Rupee’s Slide to Record Drags Down Bonds, Most Indian StocksJeanette Rodrigues, Rajhkumar K Shaaw and V. Ramakrishnan
India’s rupee sank to a record as investors favored the dollar on speculation U.S. policy makers will curb asset purchases, triggering concern about inflation in a nation that imports about 80 percent of its oil.
The rupee’s largest drop in more than 20 months dragged down the country’s bonds and most stocks on speculation the central bank will refrain from lowering borrowing costs this month. There is no need for the government to intervene to support the currency and the “panic” in the market is “unwarranted” as the drop is in line with other counterparts, Economic Affairs Secretary Arvind Mayaram said in New Delhi today. The Dollar Index rose for a second day and the greenback has gained against 21 of 24 emerging-market currencies in 2013.
“The rupee depreciation is partly due to the strengthening dollar overseas and India’s weak domestic fundamentals,” said Nick Verdi, a strategist at Barclays Plc in Singapore. “It will play a part in inflationary expectations and if the inflation data this week surprises on the upside, the market will get more nervous about a rate cut this month.”
The rupee slumped 1.8 percent to 58.1375 per dollar in Mumbai, the sharpest fall since September 2011, data compiled by Bloomberg show. It touched 58.1625, surpassing the previous record low of 57.3275 set in June 2012. One-month implied volatility, a gauge of expected moves in the exchange rate used to price options, rose 116 basis points, or 1.16 percentage point, to 10.19 percent.
A report last week showed American employers took on 175,000 workers in May, more than the 163,000 median forecast in a Bloomberg survey. Federal Reserve Chairman Ben S. Bernanke, in recent testimony to Congress, said that the Fed “could” scale back its bond-buying program if the employment outlook shows “sustainable improvement.”

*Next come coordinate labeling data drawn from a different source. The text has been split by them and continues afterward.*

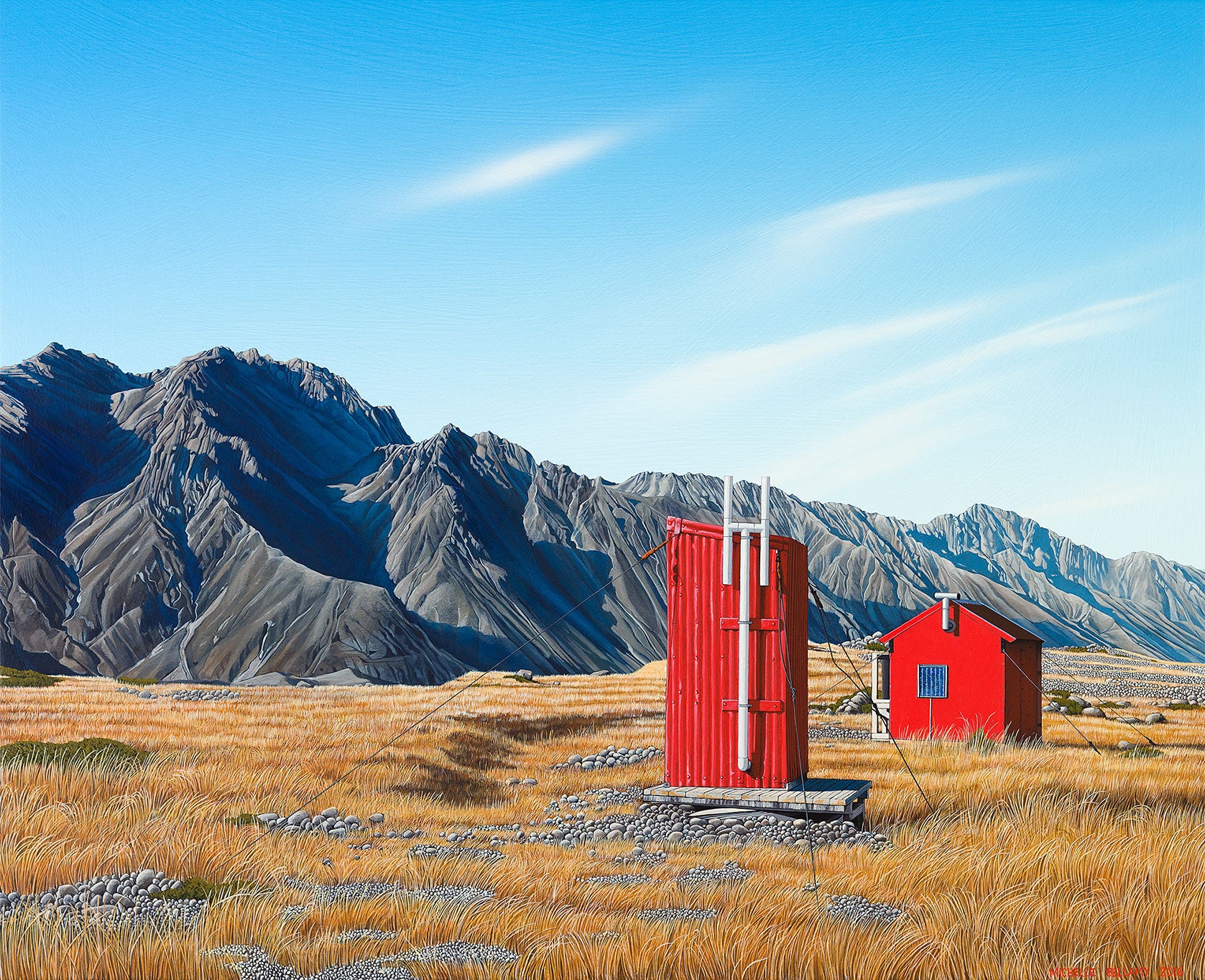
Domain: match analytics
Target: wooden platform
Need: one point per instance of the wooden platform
(820, 798)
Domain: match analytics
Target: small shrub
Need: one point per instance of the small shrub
(11, 677)
(201, 889)
(1064, 701)
(85, 754)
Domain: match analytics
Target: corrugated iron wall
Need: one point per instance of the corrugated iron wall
(701, 673)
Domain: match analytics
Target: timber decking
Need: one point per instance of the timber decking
(817, 796)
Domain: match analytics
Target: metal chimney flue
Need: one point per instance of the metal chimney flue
(947, 624)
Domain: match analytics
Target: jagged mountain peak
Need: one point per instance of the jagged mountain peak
(234, 515)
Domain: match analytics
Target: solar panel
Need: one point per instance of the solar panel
(931, 680)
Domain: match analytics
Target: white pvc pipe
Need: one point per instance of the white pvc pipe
(742, 684)
(726, 573)
(765, 555)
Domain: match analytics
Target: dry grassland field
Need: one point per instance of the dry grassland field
(1046, 861)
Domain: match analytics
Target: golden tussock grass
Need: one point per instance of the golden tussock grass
(1038, 859)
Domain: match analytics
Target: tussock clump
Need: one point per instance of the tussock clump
(11, 677)
(106, 754)
(201, 890)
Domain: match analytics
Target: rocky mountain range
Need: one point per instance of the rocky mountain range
(240, 519)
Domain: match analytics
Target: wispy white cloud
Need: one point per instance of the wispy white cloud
(1085, 323)
(810, 227)
(717, 380)
(775, 254)
(518, 169)
(884, 443)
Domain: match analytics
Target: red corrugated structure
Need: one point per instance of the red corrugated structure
(992, 668)
(701, 673)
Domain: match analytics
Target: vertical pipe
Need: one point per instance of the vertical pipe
(765, 532)
(742, 692)
(726, 572)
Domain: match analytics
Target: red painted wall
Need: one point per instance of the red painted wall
(701, 669)
(984, 690)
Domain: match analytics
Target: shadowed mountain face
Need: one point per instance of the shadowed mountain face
(235, 516)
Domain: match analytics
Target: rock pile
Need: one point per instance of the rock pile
(676, 915)
(124, 900)
(619, 879)
(703, 875)
(203, 695)
(610, 759)
(640, 856)
(356, 935)
(858, 910)
(457, 953)
(327, 823)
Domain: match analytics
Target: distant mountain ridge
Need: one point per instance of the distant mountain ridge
(235, 516)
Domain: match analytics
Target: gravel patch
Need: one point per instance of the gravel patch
(205, 695)
(704, 875)
(458, 953)
(858, 910)
(111, 901)
(617, 879)
(676, 915)
(609, 759)
(576, 820)
(453, 895)
(254, 963)
(831, 732)
(356, 935)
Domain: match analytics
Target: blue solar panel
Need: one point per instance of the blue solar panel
(931, 680)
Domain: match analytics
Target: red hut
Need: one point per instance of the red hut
(959, 668)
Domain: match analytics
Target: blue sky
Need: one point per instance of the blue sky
(905, 256)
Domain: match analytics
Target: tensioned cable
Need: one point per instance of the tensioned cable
(451, 697)
(872, 706)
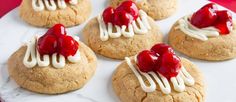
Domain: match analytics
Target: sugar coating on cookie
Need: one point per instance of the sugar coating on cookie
(53, 63)
(128, 88)
(157, 9)
(50, 80)
(205, 39)
(46, 14)
(122, 31)
(121, 47)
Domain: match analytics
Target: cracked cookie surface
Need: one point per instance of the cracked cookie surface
(70, 16)
(157, 9)
(218, 48)
(50, 80)
(118, 48)
(127, 87)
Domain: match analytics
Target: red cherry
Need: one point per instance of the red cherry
(162, 48)
(146, 60)
(224, 22)
(67, 46)
(130, 7)
(203, 18)
(212, 6)
(108, 14)
(170, 65)
(122, 18)
(47, 44)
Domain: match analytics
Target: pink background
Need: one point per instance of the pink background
(8, 5)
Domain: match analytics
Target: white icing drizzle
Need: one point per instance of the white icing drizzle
(191, 30)
(33, 58)
(39, 5)
(178, 82)
(140, 26)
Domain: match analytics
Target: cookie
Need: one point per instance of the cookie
(49, 80)
(127, 87)
(157, 9)
(118, 48)
(70, 14)
(53, 63)
(202, 43)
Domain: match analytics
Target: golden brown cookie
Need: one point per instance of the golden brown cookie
(128, 89)
(157, 9)
(118, 48)
(218, 48)
(70, 16)
(50, 80)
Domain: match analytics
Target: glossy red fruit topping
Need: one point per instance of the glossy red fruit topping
(67, 46)
(170, 65)
(124, 14)
(224, 22)
(146, 60)
(57, 30)
(209, 15)
(108, 15)
(204, 17)
(130, 7)
(212, 6)
(162, 48)
(47, 44)
(56, 41)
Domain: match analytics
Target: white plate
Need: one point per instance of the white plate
(219, 76)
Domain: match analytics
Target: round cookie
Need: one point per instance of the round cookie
(118, 48)
(218, 48)
(70, 16)
(157, 9)
(50, 80)
(128, 89)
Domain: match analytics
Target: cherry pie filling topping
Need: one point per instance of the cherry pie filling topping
(210, 15)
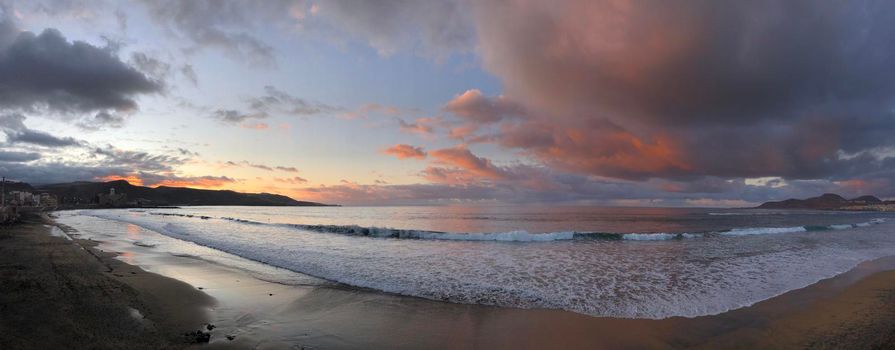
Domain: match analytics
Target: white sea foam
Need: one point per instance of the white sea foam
(513, 236)
(657, 236)
(762, 230)
(591, 276)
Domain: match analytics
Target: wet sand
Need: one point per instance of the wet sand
(854, 310)
(56, 295)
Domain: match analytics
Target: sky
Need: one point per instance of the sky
(417, 102)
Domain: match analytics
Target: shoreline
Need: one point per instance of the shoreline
(57, 292)
(851, 310)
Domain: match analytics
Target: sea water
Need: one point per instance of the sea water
(618, 262)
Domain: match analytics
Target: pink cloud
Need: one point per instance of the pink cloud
(402, 151)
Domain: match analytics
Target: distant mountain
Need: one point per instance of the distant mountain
(85, 192)
(17, 186)
(824, 202)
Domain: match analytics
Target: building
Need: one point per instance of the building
(48, 200)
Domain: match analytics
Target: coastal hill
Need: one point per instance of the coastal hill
(84, 192)
(829, 201)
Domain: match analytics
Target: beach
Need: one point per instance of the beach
(56, 294)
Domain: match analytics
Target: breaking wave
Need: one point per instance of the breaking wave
(525, 236)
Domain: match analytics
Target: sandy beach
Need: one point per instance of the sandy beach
(56, 294)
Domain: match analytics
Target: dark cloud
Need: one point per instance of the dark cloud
(225, 24)
(150, 65)
(113, 157)
(273, 102)
(640, 90)
(235, 117)
(47, 72)
(16, 133)
(434, 28)
(18, 157)
(190, 74)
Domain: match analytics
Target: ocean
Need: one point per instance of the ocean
(613, 262)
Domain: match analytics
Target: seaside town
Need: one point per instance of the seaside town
(15, 201)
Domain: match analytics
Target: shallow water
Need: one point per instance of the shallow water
(635, 263)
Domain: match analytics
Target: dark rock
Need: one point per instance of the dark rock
(198, 337)
(826, 201)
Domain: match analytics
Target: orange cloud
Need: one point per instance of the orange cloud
(155, 180)
(402, 151)
(256, 126)
(132, 179)
(295, 180)
(461, 158)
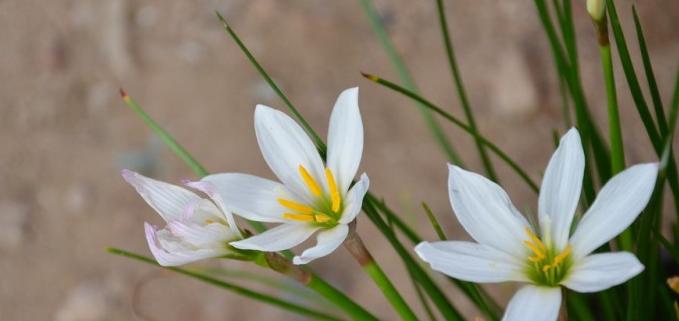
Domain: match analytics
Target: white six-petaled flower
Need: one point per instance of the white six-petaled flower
(196, 228)
(313, 196)
(508, 248)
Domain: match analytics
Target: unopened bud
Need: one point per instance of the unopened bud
(596, 9)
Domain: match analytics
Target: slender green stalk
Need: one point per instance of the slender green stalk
(286, 305)
(164, 136)
(461, 92)
(320, 145)
(330, 293)
(437, 296)
(460, 124)
(355, 246)
(650, 75)
(434, 222)
(407, 79)
(615, 132)
(339, 299)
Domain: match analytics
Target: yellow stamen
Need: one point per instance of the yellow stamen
(538, 253)
(536, 240)
(304, 209)
(558, 259)
(334, 192)
(299, 217)
(309, 181)
(322, 218)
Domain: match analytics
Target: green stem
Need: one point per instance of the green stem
(458, 123)
(355, 246)
(461, 92)
(286, 305)
(339, 299)
(164, 136)
(614, 128)
(407, 79)
(320, 145)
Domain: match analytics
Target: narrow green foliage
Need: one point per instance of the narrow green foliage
(437, 296)
(501, 154)
(650, 75)
(407, 79)
(320, 145)
(286, 305)
(389, 291)
(434, 222)
(178, 149)
(461, 92)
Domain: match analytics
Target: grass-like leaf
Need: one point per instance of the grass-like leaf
(265, 298)
(500, 153)
(407, 79)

The monetary authority is buying $85 billion of Treasury and mortgage bonds each month, and any reduction could reduce inflows into emerging markets and leave the rupee vulnerable to a record current-account deficit.

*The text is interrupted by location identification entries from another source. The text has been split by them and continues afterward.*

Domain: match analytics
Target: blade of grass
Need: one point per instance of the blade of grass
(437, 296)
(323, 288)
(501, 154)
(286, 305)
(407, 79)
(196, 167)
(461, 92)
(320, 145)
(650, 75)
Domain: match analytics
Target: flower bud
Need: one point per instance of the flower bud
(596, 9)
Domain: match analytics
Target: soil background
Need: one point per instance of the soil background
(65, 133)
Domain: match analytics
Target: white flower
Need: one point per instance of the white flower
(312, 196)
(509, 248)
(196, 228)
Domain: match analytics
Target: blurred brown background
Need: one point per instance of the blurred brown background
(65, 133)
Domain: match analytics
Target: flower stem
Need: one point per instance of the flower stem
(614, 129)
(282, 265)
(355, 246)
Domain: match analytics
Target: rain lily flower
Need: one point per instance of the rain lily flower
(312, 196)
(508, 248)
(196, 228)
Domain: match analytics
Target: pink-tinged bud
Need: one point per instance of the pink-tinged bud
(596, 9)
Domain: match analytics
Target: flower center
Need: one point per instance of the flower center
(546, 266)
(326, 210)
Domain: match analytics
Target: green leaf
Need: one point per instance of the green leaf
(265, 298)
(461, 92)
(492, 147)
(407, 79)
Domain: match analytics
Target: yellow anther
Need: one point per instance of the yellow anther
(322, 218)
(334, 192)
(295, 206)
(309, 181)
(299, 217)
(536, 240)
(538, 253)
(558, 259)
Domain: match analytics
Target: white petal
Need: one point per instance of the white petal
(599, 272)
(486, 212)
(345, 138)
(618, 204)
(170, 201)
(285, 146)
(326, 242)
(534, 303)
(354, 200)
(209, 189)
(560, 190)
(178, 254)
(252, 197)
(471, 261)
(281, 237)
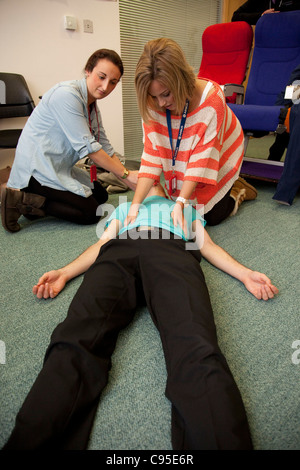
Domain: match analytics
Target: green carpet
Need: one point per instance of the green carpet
(133, 413)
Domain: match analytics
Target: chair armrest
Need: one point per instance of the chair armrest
(231, 88)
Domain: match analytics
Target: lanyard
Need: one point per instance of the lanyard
(93, 169)
(182, 124)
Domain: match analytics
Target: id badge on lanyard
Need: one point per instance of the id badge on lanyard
(93, 169)
(173, 180)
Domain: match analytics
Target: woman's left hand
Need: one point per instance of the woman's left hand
(132, 179)
(178, 217)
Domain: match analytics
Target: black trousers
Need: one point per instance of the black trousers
(69, 206)
(207, 409)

India’s bonds fell for a fourth day. The Reserve Bank of India, which has cut the repurchase rate by 75 basis points this year, will keep it at 7.25 percent at its June 17 review, according to 10 of 18 analysts in a Bloomberg survey. Eight see no change.
“Bonds will remain subdued as the currency’s sharp fall is likely to pressure inflation and make the central bank focus on external stability,” said Arvind Chari, a senior fund manager at Quantum Asset Management Co. in Mumbai. “We may see a status quo on interest rates for some time.”
The yield on the 7.16 percent government debt due May 2023 rose four basis points to 7.28 percent, according to the central bank’s trading system. The yield on the 8.15 percent note due June 2022 climbed nine basis points to 7.49 percent.
Consumer prices probably increased 9.05 percent in May, according to a Bloomberg survey of economists before the data is published on June 12, holding above 9 percent for the fifteenth straight month.
Fifteen stocks fell and 14 advanced on the benchmark S&P BSE Sensex, which added less than 0.1 percent to 19,441.07 at the close. Volume on the 30-stock measure was 29 percent less than the 30-day average. The 14-member S&P BSE Bankex lost 1.1 percent to the lowest level in almost two months. The broader S&P BSE 200 Index lost 0.4 percent to a six-week low.
“The chance of a rate cut next week appears dim as a weak rupee means we are importing inflation,” said D.K. Aggarwal, chairman of New Delhi-based SMC Investments & Advisors. “The Reserve Bank is in a fix on whether to drive investment or curb inflation.” The good news on the monsoon is being checkmated by the weakness in the rupee.’’
“I think this is panic in the market, which is unwarranted because it started with the misinterpretation of what the Federal Reserve chairman had spoken of in terms of quantitative easing,” Economic Affairs Secretary Mayaram said in New Delhi. “They have now more than clarified that this is not imminent,” he said. “This will settle down in a while.”
Three-month onshore rupee forwards slid 1.5 percent to 58.84 per dollar, according to data compiled by Bloomberg. Offshore non-deliverable contracts dropped 1.1 percent to 58.90. Forwards are agreements to buy or sell assets at a set price and date. Non-deliverable contracts are settled in dollars.